Disclosed is a method of simultaneously preparing 1,1,1-trifluoro-2-chloropropene and 1,1,1,2-tetrafluoropropene, the method including i) a step of elevating a temperature of a reactor charged with a gas phase catalyst up to a reaction temperature; ii) a step of feeding 1,1,1-trifluoro-2,3-dichloropropane and 2-chloro-1,1,1,2-tetrafluoropropane into the reactor, the temperature of which has been elevated; iii) a step of performing dehydrochlorination while maintaining the temperature of the reactor; and iv) a step of performing washing and distillation after the dehydrochlorination. In accordance with the present disclosure, a high-efficient gas-phase process of continuously, simultaneously preparing 1,1,1-trifluoro-2-chloropropene and 1,1,1,2-tetrafluoropropene is provided.

Description

    CROSS-REFERENCE TO RELATED APPLICATION
  • This application claims priority to and the benefit of Korean Patent Application No. 2017-0100317, filed on Aug. 8, 2017, the disclosure of which is incorporated herein by reference in its entirety.
    • BACKGROUND 1. Technical Field
  • The present disclosure relates to a method of preparing 1,1,1-trifluoro-2-chloropropene and 1,1,1,2-tetrafluoropropene, and more particularly, to a method of simultaneously preparing 1,1,1-trifluoro-2-chloropropene and 1,1,1,2-tetrafluoropropene with high efficiency using the same gas phase catalyst and a single reactor.

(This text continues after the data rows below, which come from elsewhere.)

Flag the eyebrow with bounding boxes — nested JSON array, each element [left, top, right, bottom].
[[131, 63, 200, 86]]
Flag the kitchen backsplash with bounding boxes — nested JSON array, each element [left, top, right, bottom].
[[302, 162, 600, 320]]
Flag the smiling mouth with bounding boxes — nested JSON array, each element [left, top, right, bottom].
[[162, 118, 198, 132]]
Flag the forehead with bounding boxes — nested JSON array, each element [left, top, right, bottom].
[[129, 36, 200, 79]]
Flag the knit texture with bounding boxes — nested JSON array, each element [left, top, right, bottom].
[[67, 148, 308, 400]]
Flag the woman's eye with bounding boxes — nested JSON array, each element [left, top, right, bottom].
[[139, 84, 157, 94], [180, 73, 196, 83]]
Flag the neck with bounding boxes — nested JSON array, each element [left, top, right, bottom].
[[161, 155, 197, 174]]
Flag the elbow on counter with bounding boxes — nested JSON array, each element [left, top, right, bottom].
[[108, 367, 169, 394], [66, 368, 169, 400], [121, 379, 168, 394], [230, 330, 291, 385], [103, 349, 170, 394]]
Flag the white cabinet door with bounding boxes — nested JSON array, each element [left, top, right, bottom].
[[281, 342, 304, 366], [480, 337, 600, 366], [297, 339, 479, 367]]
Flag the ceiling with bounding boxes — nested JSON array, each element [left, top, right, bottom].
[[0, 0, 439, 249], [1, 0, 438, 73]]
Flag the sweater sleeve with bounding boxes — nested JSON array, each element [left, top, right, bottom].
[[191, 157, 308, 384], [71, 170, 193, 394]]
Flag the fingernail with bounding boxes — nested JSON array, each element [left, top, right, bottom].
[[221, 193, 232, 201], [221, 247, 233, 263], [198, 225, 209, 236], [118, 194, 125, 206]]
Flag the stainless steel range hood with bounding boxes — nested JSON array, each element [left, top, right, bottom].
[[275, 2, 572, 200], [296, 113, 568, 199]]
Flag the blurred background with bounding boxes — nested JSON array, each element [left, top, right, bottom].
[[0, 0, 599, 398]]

    • 2. Discussion of Related Art
  • 1,1,1,2-tetrafluoropropene (CF3CF=CH2, 1234yf) is a promising new refrigerant for automobiles with low global warming potential. With regard to a method of preparing 1,1,1,2-tetrafluoropropene, a process of using 1,1,1,2,3,3-hexafluoropropene (CF3CF═CF2, HFP) as a raw material is known. As shown in [Reaction Scheme 1] below, a method of sequentially performing hydrogenation, dehydrofluorination, hydrogenation, and dehydrofluorination on HFP is mainly used. For example, U.S. Pat. No. 8,389,779 and U.S. Pat. No. 8,329,964 disclose a method of reacting 1,1,2,3,3,3(=1,1,1,2,3,3)-hexafluoropropylene (HFP) and hydrogen, as initial reactants, in the presence of a hydrogenation catalyst to generate 1,1,2,3,3,3(=1,1,1,2,3,3)-hexafluoropropylene (HFC-236ea), and then generating 1,2,3,3,3-pentafluoropropene (HFO-1225ye) through dehydrofluorination in the presence of a dehydrofluorination catalyst, followed by generating 1,2,3,3,3-pentafluoropropane (HFO-245eb) through a reaction with hydrogen in the presence of a hydrogenation catalyst, and then preparing 2,3,3,3-tetrafluoropropene (HFO-1234yf) through dehydrofluorination in the presence of a dehydrofluorination catalyst:
  • Figure US20190047926A1-20190214-C00001
  • However, the HFO-1234yf preparation process represented by [Reaction Scheme 1] is disadvantageous in that HFP, as a raw material, is relatively expensive and about 5 to 10% of side reaction products are generated during a reaction process of 245eb to 1234yf.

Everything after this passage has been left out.